I peeled carrots, sweet potato and parsnips and halved new potatoes leaving the skin on. I put them all into a pan of water to boil until just tender - this speeds up roasting and helps make the fluffy inner in perfect roasties.

I blended 2 peeled chopped garlic cloves into butter and added lemon juice and a drop of olive oil and smoothed this on top of the lamb topping with rosemary before putting the tray into the oven. (Gas mark 5 or 190C/375F)

While my root veg was par-boiling and my lamb starting to cook I put smoked pancetta into a frying pan and started to fry - you don't really need to add oil as the pancetta is quite fatty. You could also substitute unsmoked pancetta or bacon lardons.

When the pancetta started to brown I threw in a couple of handfuls of fresh cranberries and about 2 TBSP of honey, fried for a couple of minutes then splashed in about a cupful of red wine. I let it sizzle for a minute then turned down the heat so it simmered gently and all of the flavours could blend.

It's fine for children to eat this by the way as all of the alcohol from the wine cooks off.

I checked my root veg - tender - so I drained well, and left the pan on the cooling hob with the lid off so the steam could rise which ensures the veg is fairly dry. I added a sprinkle of salt flakes (sea salt works well too) and putting the lid back on gave the pan a good shake. Shhh! This is my secret to perfect fluffy roast potatoes and parsnips - don't tell anyone!

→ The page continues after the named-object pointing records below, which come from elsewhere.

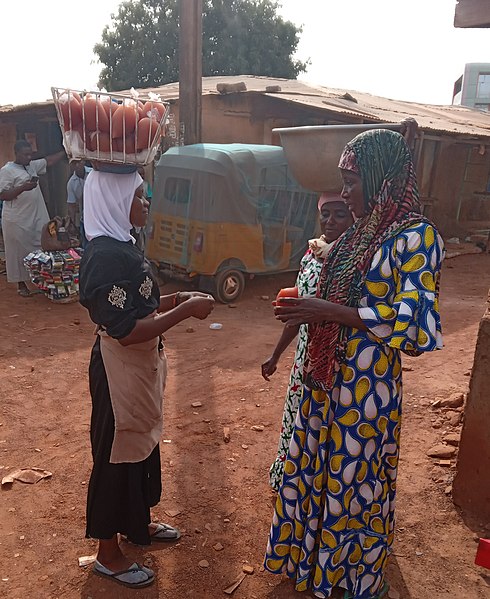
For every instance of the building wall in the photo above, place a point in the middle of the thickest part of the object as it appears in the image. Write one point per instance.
(8, 135)
(473, 94)
(471, 487)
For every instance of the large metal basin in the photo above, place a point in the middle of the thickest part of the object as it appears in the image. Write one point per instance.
(313, 152)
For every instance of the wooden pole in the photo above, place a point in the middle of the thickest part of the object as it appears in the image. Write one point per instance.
(190, 71)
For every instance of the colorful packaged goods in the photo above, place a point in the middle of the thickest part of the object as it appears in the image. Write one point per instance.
(56, 273)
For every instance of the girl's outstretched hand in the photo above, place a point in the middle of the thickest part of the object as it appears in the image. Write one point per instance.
(200, 306)
(300, 310)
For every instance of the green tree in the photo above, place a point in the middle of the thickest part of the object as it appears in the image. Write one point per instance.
(140, 47)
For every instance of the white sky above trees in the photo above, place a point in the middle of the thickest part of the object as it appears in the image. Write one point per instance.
(403, 49)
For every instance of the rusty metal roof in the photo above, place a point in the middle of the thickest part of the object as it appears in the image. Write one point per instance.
(451, 120)
(459, 121)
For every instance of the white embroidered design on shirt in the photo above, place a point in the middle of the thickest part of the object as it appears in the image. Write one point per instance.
(146, 288)
(117, 297)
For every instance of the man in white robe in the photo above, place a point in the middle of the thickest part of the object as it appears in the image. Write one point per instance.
(24, 210)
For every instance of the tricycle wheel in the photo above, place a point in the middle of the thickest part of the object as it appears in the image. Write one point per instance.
(230, 284)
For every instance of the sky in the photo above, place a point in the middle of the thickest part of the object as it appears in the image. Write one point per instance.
(401, 49)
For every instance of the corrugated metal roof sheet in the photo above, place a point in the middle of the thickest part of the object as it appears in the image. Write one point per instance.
(451, 120)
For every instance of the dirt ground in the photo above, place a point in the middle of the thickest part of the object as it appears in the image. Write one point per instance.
(215, 492)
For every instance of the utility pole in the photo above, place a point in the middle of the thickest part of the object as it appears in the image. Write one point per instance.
(190, 71)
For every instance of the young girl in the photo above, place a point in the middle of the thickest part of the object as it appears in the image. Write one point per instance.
(127, 373)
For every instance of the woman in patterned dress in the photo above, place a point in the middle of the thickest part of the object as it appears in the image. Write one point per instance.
(333, 524)
(335, 218)
(126, 374)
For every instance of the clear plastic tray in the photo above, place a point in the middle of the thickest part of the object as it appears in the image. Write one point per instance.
(114, 128)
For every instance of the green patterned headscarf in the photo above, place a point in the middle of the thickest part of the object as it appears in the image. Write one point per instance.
(383, 161)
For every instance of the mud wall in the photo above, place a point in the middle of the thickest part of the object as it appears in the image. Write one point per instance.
(471, 487)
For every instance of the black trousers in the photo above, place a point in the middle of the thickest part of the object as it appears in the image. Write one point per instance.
(119, 495)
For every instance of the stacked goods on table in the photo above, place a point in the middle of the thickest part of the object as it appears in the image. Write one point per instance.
(110, 127)
(55, 273)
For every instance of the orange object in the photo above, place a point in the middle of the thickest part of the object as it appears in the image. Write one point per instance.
(147, 129)
(124, 119)
(96, 118)
(483, 554)
(104, 141)
(154, 110)
(71, 110)
(286, 292)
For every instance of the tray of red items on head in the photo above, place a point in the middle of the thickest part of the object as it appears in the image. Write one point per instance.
(112, 128)
(286, 292)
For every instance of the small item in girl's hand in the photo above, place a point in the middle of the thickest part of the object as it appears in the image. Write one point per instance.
(290, 292)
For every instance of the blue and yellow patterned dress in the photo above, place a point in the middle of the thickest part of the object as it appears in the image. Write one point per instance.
(334, 518)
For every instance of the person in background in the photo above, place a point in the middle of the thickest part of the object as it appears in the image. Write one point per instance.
(74, 198)
(335, 218)
(24, 210)
(334, 520)
(139, 233)
(127, 373)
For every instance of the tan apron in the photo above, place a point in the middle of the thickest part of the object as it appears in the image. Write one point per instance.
(136, 375)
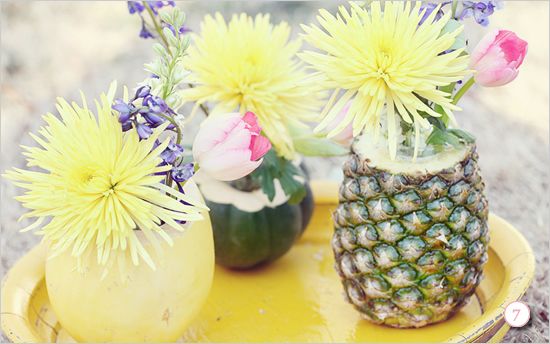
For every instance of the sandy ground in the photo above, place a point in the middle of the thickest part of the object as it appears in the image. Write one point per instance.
(56, 48)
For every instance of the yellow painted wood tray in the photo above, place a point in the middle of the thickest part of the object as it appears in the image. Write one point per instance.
(296, 299)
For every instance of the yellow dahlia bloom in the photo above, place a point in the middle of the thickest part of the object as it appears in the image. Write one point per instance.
(95, 185)
(249, 64)
(384, 62)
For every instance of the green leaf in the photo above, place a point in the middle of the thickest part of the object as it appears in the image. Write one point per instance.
(289, 175)
(463, 135)
(313, 146)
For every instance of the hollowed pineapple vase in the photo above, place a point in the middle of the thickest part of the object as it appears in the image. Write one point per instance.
(410, 238)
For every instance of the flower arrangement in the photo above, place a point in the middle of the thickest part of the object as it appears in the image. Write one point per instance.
(105, 176)
(411, 230)
(259, 73)
(412, 59)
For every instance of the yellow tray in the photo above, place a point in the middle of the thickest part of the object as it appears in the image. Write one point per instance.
(296, 299)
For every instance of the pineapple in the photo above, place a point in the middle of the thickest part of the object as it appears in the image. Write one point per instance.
(410, 238)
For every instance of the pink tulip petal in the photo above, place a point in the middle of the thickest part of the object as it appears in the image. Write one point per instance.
(234, 172)
(259, 145)
(214, 130)
(497, 57)
(514, 48)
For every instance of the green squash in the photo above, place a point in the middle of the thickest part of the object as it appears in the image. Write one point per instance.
(248, 236)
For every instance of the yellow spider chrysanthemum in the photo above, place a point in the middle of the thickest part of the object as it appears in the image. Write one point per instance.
(98, 184)
(386, 62)
(250, 65)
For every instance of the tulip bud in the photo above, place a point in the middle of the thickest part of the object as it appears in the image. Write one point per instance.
(229, 146)
(497, 57)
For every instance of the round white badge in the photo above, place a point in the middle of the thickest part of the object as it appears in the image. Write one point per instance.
(517, 314)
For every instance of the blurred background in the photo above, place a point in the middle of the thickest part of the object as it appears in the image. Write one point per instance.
(56, 48)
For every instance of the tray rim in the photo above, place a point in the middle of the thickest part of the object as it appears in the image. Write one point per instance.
(21, 280)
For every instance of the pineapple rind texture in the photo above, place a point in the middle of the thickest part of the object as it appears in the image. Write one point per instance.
(410, 248)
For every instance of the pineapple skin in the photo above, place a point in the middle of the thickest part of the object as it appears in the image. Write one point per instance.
(410, 248)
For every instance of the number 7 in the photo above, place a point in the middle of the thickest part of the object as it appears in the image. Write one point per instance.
(517, 313)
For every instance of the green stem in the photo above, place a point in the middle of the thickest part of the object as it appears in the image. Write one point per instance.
(455, 4)
(158, 29)
(202, 106)
(463, 90)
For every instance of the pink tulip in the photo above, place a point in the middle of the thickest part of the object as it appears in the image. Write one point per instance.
(344, 137)
(497, 57)
(229, 146)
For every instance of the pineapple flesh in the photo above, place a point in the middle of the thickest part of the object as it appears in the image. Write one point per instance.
(410, 238)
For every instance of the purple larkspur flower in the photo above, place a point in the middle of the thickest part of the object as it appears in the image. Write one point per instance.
(142, 92)
(124, 109)
(153, 119)
(144, 32)
(144, 131)
(429, 8)
(172, 152)
(183, 172)
(135, 7)
(138, 7)
(479, 10)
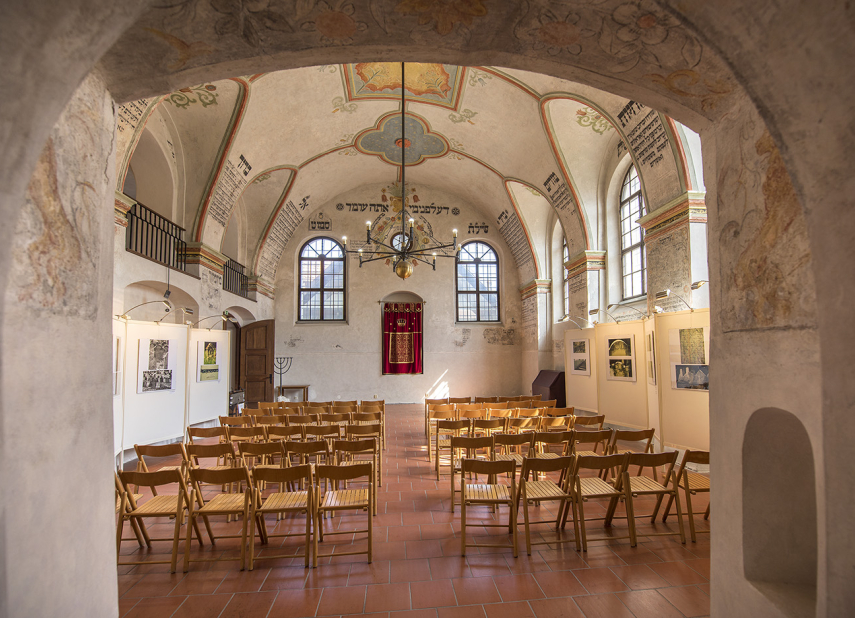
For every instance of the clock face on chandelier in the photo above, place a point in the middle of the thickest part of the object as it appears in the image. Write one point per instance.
(400, 242)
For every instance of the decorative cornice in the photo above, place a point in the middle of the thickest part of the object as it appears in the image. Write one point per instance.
(534, 287)
(585, 261)
(121, 207)
(259, 285)
(199, 254)
(687, 208)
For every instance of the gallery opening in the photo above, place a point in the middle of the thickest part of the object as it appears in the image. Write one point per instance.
(427, 308)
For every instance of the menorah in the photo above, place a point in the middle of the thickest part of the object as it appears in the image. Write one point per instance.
(281, 365)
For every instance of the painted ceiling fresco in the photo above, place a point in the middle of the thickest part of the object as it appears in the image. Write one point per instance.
(275, 148)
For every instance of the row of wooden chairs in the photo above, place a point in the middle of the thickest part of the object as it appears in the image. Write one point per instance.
(572, 489)
(525, 400)
(267, 414)
(311, 499)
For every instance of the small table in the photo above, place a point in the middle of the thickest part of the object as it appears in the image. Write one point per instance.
(291, 393)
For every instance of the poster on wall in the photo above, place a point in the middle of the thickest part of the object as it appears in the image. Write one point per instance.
(580, 357)
(620, 356)
(156, 365)
(117, 366)
(209, 370)
(651, 359)
(688, 349)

I then popped the veg around the meat joint where they promptly sucked up all of that lovely garlicky melted butter and oil.

Time for a glass of wine for the cook and normally I would use this time for me to set the table (or screech at the children to do it for me) but at Ateliers Des Chefs I had more reliable kitchen helpers to do that for me.

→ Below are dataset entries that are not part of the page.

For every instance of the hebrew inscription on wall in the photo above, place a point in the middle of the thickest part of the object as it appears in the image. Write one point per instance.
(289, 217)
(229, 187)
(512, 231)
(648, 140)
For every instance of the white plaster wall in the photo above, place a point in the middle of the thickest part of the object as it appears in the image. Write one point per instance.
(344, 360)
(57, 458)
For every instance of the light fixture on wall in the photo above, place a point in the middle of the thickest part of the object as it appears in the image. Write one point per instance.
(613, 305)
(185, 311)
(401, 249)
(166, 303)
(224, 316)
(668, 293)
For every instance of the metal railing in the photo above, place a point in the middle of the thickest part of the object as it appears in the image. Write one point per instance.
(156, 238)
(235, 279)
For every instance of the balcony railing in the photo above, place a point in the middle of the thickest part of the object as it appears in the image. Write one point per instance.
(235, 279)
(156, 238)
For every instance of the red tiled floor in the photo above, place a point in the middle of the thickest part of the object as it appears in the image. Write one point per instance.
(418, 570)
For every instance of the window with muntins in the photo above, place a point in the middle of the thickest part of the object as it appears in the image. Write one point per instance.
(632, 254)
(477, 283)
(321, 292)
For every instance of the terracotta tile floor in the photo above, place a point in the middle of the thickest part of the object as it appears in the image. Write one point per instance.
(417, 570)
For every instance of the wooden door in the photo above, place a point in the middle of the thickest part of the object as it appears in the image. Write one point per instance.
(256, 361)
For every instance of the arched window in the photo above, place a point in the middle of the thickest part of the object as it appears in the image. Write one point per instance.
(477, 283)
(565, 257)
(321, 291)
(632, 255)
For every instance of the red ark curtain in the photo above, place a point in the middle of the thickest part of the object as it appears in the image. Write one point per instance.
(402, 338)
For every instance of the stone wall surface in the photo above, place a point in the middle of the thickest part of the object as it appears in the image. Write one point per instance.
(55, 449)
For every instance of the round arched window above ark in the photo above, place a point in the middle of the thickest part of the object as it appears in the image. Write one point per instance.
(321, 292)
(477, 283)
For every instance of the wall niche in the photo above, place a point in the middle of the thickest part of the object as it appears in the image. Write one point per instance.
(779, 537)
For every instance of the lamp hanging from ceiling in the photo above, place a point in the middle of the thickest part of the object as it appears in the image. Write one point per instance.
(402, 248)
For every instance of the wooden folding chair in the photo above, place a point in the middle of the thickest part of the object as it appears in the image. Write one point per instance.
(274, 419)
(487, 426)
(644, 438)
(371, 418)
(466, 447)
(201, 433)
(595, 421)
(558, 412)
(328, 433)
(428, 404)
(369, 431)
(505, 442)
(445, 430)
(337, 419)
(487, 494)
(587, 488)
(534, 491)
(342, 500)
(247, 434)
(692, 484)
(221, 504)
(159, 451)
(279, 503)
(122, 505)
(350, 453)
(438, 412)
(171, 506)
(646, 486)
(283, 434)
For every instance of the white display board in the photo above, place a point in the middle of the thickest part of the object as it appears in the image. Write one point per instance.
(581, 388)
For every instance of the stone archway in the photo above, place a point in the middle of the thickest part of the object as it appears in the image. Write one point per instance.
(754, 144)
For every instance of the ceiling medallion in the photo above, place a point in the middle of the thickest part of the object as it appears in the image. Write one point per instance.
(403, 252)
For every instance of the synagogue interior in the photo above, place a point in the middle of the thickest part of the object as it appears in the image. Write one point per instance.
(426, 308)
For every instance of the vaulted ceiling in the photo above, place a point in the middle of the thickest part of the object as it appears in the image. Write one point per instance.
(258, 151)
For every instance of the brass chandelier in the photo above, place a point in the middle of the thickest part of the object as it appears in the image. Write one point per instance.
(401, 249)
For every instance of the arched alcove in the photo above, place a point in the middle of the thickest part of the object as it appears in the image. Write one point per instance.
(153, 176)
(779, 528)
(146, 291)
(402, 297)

After 35 mins had passed since putting my lamb in, I removed the meat and wrapped it in foil to rest then turned up the oven a little (about 10C) to ensure my roasts turned golden brown and crispy.

Root veg roasted I plated them, topped with thickly sliced pink lamb and crowned the lot with my cranberry, pancetta and red wine concoction. Shall we call it chutney? It was a bit lumpy for a jus!


Then came nail-biting time as Fay and Denise armed themselves with knives and forks for the tasting.

They were very lovely and had something nice to say about every dish. It goes to show how diverse you can be with a roast - we had Morroccan style, French style and Scandinavian style to name but a few and the whole gamut of ingredients seemed to have been used by the blogger chefs!

I particularly oved the Scandinavian style lamb which came with new potatoes with bacon and a tasty cool sauce. I was impressed by the cooks who had managed to incorporate ingredients like couscous, tahini and aubergines into their recipes. I do think sometimes I play too safe and maybe my children would benefit from me experimenting sometimes.

But there had to be a winner and that winner was (drum roll please.......) ME!

It seemed my fruity topping found favour with the judges and I was presented with a gorgeous bouquet of flowers with promises of a further prize to follow. The pictures show me rather red-faced and sweaty and quite ridiculously excited - I was just relieved I didn't have to tell my friends my roast didn't win.

The one thing which came out of the day was proof that a nutritious mini roast is one of the easiest and quickest things you can cook -  not taking much longer than chicken nuggets and chips in the oven.

If you've never made a roast, or fancy livening things up check out the simply beef and lamb website  which has top tips and fab recipes.

How about beef mini roast with a smoked paprika rub and jewel rice? Or beef mini roast with a sticky sweet chilli glaze? Or lamb mini roast with mango chutney which definitely appeals to me! You can tell I like a sweet fruity taste with my roast.

The #miniroast challenge event certainly confirmed my belief that a roast dinner, in any guise, is one of the easiest and economical meals you can make for your family. It's proper "bung-it" cookery which you can vary to suit all tastes and once it's in the oven generally you can go off and do something else - in my house that's likely to be watch an episode of Big Bang Theory with the kids. Adjust activity to taste!



Disclaimer: I was paid a fee to cover expenses to attend this event, Views and opinions remain honest and my own.